Indeed, the contract awarded to supplier NextEra Energy Services LLC – one of two companies to respond to a competitive bidding process – sets the default supply and pricing provided to participating customers to include 10% more renewable energy than the state minimum. Ratepayers can opt to increase or decrease the percentage of renewable energy in their individual supply, which will impact prices, Rhodes said.

They can also choose to opt out of the program entirely and return to Rhode Island Energy.

The prices participating customers will pay are not determined, although the terms of the contract state it must be below market prices, according to Koo. Final pricing will be announced in March, about two months ahead of the May rollout, according to a statement from Good Energy.

Although volatile market conditions have driven up energy costs nationwide, municipal aggregation programs often enjoy lower rates than what is charged to third-party operators like Rhode Island Energy, Rhodes said.

“The key difference is there is less risk for suppliers in serving communities directly,” Rhodes said. “It is more known what the electricity needs are going to be, so fewer risk premiums is where you can see the greatest savings.”
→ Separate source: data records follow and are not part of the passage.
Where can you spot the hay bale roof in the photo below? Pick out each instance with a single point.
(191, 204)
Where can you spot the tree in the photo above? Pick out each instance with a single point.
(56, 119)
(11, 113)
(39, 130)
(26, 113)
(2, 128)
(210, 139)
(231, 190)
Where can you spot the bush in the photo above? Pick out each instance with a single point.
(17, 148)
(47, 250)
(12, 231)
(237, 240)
In neighboring Massachusetts, where municipal community aggregation has been growing in popularity, participating customers saved 7% to 8% on their electricity bills over the last four years, according to analysis by National Grid referenced by Rhodes. 

The savings in Massachusetts was enough to convince Aaron Ley, a member of the Bristol Town Council, to at least consider something similar for his town. Bristol decided to hold off on participating in the initial Rhode Island community aggregation program but recently awarded a contract to Good Energy to analyze how it might work for the town, according to Town Administrator Steven Contente.
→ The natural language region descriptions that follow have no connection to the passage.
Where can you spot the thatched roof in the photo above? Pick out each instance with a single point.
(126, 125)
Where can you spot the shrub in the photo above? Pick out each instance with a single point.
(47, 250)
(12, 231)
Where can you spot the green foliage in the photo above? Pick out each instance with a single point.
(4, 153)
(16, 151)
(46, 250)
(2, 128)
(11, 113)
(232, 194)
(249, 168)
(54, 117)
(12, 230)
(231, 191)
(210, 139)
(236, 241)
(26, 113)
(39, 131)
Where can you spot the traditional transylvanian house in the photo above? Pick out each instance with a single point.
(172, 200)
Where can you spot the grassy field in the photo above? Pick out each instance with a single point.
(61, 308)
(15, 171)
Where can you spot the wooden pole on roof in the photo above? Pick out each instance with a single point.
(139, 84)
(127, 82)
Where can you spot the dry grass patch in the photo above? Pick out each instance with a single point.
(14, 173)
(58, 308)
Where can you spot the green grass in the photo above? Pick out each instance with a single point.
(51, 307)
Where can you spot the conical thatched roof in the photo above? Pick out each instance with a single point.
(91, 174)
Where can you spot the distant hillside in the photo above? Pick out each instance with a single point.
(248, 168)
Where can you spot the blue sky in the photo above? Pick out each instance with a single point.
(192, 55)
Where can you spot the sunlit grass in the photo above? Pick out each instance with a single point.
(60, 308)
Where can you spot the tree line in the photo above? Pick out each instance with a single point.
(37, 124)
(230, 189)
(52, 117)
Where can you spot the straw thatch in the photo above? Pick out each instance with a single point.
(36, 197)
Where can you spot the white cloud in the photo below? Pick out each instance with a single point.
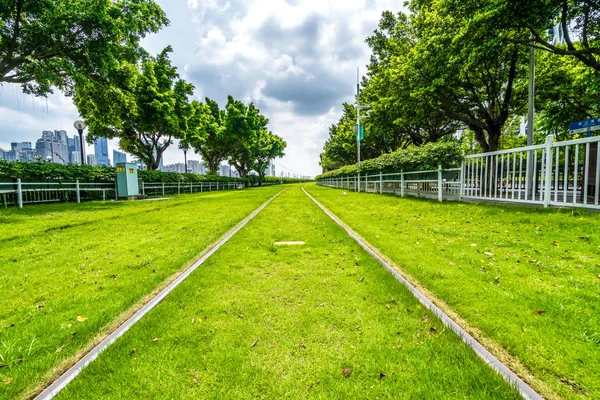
(296, 59)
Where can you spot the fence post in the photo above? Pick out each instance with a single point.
(548, 178)
(440, 182)
(402, 183)
(77, 190)
(461, 180)
(19, 193)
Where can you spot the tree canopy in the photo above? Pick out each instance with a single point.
(146, 108)
(451, 69)
(50, 43)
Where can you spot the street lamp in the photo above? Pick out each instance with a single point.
(80, 126)
(358, 118)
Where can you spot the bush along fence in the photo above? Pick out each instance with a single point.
(563, 174)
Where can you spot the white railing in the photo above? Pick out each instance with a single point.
(163, 188)
(552, 174)
(438, 183)
(20, 193)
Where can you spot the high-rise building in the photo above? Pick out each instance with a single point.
(19, 151)
(74, 145)
(75, 157)
(92, 159)
(53, 147)
(101, 151)
(119, 157)
(224, 170)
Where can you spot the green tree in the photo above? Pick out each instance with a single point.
(46, 43)
(400, 116)
(146, 108)
(210, 139)
(468, 64)
(579, 21)
(566, 91)
(267, 147)
(244, 124)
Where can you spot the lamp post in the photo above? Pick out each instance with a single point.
(80, 126)
(358, 118)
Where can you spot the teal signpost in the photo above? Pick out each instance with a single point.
(360, 136)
Contente was skeptical about the prospect of community aggregation, explaining that he didn’t think governments should get involved in buying energy. But Ley thought it was worth exploring, especially amid rising electric rates from Rhode Island Energy.

“The feeling on the council is that we need to do our due diligence to see what the best rate is that we can get for our constituents,” Ley said. 
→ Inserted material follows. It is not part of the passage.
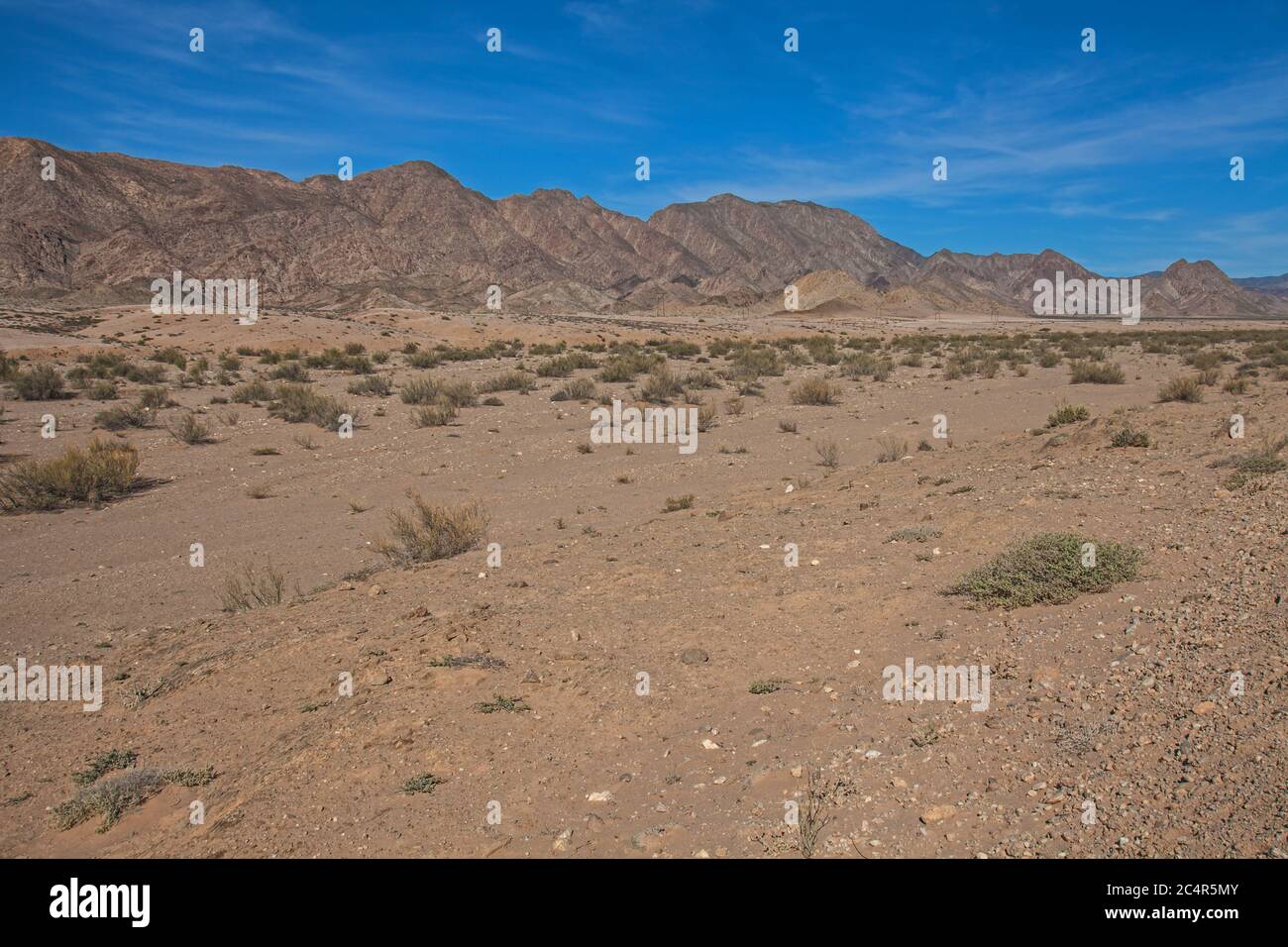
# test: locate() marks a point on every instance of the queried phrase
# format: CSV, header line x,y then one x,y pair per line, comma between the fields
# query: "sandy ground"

And the six cities and towns embarking on this new way of buying electricity offer a perfect test case. Rhodes expected more municipalities to sign on after seeing how the initial program works.

“Success breeds success,” he said. 

Meanwhile, Rhode Island Energy has not taken a stand for or against the program in filings to state regulators, who had to approve each municipality’s decision to participate. While Rhode Island Energy stands to lose about 100,000 residential and small-business customers if all the ratepayers in the participating municipalities stick with the supplier from the community aggregation program, it does not impact the company profits or the prices for remaining customers, according to Rhodes.

Already, any customer can choose to find an alternative supplier to what Rhode Island Energy provides under its “last resort service” rates. Less than 10% of the company’s 780,000 customers opt out of these rates now, according to Ted Kresse, a spokesperson for Rhode Island Energy.

NextEra Energy was not available to comment for this story.